I may mention that mathematicians have recently used the word stochastic in a different sense. The stochastic methods of the mathematician involve the idea of randomness. Professor Nicholas D. Cheronis has pointed out to me that the use of the word stochastic by the Greeks did not contain the slightest suggestion of the random. Instead, Aristotle, Plato, Galen, and other classical authors used it in the sense of endeavoring to arrive at a conclusion or a solution of a problem at hand by thoughts from within, by reflective thinking, making a good guess.
In order for the stochastic method to be significant the principles used in formulating a stochastic hypothesis must be restrictive enough to make the hypothesis itself essentially unique; in other words, an investigator who makes use of this method should be allowed only one guess. If he were allowed many guesses he would sooner or later make one that was not in disagreement with the limited number of test points, but there would then be little justification for accepting that guess as correct.
The problems that are now being attacked by science are so difficult that we cannot afford to overlook any possible aid to their solution. Perhaps the time has come to carry out a penetrating study of the principles of the stochastic method, in order to get a better understanding of it, and to make it more powerful. Perhaps we need to study the general problem of the genesis of ideas. I think that it is not unlikely that young men can be given some training in having ideas - would not instruction in the art of having ideas about good experiments be just as valuable to the young experimental scientist as instruction in laboratory technique? I doubt, however, that we know enough at the present time about the genesis of ideas to plan a course of instruction.

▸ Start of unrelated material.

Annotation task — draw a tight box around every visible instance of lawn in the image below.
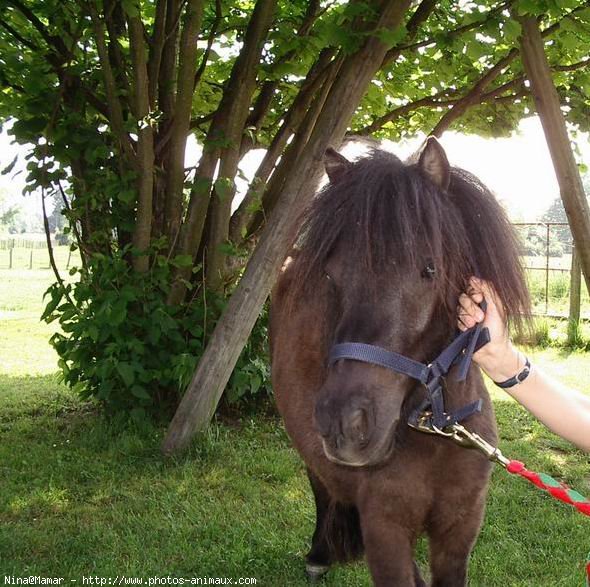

Twenty years ago the Division of Chemistry and Chemical Engineering of the California Institute of Technology adopted the system, which has been used for many years in Holland, of requiring each candidate for a doctor's degree to submit a set of original propositions, about a dozen in number - that is, to formulate a dozen new ideas, which he is prepared to defend at his doctor’s examination. The young men who have been faced with this task during the past twenty years have met the challenge with varying degrees of success. Probably all of them learned from the experience that original ideas are not easily got: that the job is a twenty-four-hour-per-day, 365-day-per-year job. Probably every one of them would have been grateful to have had at hand a book discussing the problem of how to have ideas.
Some years ago E. Bright Wilson, Jr., of Harvard University, told me that he was planning to write a book on how to carry out scientific research, and intended to discuss the matter with a number of men who had carried out research successfully. I thought that the book would be on the problem of how to have ideas. His book was published three years ago - "An Introduction to Scientific Research"; it is a fine book, but it is a book about how to work after you have had your ideas, and not how to have ideas. The statement in the book that comes closest to our problem is the following, from the first page: "Usually it is desirable to have new ideas of some sort before undertaking a problem..." I wish that this statement, instead of standing alone, had been followed by a hundred pages of discussion. Perhaps we can hope that Bright Wilson will write volume number two on this point.